Vision Language Models with NeMo AutoModel#
Introduction#
Vision Language Models (VLMs) are advanced models that integrate vision and language processing capabilities. They are trained on extensive datasets containing both interleaved images and text data, allowing them to generate text descriptions of images and answer questions related to images.
NeMo AutoModel LLM APIs can be easily extended to support VLM tasks. While most of the training setup is the same, some additional steps are required to prepare the data and model for VLM training.
In this guide, we will walk through the data preparation steps for two datasets and also provide a table of scripts and configurations that have been tested with NeMo AutoModel. The code for both the datasets is available in Nemo Repository.
Installation Notes#
To run the VLMs with NeMo AutoModel, please use NeMo container version 25.02.rc5 or higher. Additionally, you might have to install the latest version of transformers library using the following command:
pip install git+https://github.com/huggingface/transformers.git
Models#
While most VLM models from Hugging Face are compatible with NeMo AutoModel, we have specifically tested the following models (e.g., Gemma 3, Qwen 2, etc.) for convergence with the datasets mentioned above. You can find the script for running these models in the NeMo repository.
Model |
Dataset |
FSDP2 |
4 bit model |
PEFT |
---|---|---|---|---|
Gemma 3-4B & 27B |
naver-clova-ix & rdr-items |
Supported |
Supported |
Supported |
Qwen2-VL-2B-Instruct & Qwen2.5-VL-3B-Instruct |
cord-v2 |
Supported |
Supported |
Supported |
llava-v1.6 |
cord-v2 & naver-clova-ix |
Supported |
Supported |
Supported |
rdr items dataset#
The rdr items dataset is a small dataset containing 48 images with descriptions. To make sure the data is in correct format, we apply a collate function with user instructions to describe the image.

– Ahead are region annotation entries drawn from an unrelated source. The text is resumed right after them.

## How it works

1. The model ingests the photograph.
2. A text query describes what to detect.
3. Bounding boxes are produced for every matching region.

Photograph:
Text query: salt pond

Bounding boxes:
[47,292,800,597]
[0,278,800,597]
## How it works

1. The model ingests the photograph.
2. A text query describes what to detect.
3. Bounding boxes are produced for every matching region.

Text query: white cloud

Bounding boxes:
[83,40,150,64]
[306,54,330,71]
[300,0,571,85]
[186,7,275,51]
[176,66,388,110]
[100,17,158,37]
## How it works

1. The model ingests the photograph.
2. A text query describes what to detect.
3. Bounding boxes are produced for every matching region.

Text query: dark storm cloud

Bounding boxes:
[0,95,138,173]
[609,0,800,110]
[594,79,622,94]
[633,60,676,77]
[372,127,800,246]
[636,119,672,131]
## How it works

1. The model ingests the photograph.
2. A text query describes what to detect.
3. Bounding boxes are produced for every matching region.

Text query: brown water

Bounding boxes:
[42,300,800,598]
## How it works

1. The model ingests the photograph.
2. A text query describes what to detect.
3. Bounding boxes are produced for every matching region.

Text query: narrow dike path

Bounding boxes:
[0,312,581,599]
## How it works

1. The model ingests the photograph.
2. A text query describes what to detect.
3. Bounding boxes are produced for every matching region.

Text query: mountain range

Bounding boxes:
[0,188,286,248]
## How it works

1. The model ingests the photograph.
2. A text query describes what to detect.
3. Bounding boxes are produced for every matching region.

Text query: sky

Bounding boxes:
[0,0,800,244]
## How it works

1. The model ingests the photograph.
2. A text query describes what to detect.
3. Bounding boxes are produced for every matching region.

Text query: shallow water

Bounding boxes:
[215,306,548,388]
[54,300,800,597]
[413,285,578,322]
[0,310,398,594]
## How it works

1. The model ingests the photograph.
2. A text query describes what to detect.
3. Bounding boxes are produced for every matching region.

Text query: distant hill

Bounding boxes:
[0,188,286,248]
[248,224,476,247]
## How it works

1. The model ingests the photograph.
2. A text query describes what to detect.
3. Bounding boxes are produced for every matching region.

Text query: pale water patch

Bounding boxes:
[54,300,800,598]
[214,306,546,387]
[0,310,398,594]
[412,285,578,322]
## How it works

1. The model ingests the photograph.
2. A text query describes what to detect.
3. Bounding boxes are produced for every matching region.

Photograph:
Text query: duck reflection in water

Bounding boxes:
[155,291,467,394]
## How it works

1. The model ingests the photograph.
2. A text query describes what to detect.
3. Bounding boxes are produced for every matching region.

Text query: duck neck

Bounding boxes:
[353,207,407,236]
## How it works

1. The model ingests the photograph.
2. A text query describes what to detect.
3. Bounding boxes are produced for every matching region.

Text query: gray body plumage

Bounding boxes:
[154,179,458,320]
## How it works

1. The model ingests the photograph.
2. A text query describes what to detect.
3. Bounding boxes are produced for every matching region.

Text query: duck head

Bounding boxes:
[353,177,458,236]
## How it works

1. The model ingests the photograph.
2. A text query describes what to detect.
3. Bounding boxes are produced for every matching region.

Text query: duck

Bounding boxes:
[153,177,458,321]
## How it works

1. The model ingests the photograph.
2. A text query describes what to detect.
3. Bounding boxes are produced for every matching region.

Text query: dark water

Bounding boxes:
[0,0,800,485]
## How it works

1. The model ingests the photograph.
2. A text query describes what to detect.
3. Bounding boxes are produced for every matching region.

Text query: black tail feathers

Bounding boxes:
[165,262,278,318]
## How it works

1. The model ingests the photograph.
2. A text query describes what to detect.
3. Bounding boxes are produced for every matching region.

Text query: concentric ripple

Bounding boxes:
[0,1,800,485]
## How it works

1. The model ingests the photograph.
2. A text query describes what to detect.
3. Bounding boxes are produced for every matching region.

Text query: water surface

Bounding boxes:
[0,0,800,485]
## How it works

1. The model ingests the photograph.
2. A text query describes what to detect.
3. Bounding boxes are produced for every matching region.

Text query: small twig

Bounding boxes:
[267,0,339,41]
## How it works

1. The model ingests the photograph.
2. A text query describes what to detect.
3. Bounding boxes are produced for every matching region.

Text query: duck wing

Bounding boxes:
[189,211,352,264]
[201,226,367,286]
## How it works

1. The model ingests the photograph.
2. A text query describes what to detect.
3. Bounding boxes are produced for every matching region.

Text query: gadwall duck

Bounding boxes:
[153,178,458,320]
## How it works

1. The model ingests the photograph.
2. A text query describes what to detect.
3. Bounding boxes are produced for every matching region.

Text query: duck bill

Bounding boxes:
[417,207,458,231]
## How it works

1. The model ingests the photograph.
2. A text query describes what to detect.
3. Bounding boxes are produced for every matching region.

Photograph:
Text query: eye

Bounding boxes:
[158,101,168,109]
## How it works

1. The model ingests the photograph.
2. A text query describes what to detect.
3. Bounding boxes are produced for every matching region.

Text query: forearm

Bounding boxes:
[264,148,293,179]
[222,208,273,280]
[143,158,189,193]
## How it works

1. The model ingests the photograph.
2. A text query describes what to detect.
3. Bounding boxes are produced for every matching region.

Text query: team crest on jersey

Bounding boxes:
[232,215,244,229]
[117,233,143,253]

def collate_fn(examples, processor):
def fmt(sample):
instruction = "Describe accurately the given image."
conversation = [
{
"role": "user",
"content": [{"type": "text", "text": instruction}, {"type": "image", "image": sample["image"]}],
},
{"role": "assistant", "content": [{"type": "text", "text": sample["text"]}]},
]
return {"conversation": conversation, "images": [sample['image'].convert("RGB")]}
text = []
images = []
for example in map(fmt, examples):
text.append(
processor.apply_chat_template(example["conversation"],tokenize=False,add_generation_prompt=False,)
)
images += example['images']
# Tokenize the text and process the images
batch = processor(text=text,images=images,padding=True,return_tensors="pt",)
batch["pixel_values"] = batch["pixel_values"].to(torch.bfloat16)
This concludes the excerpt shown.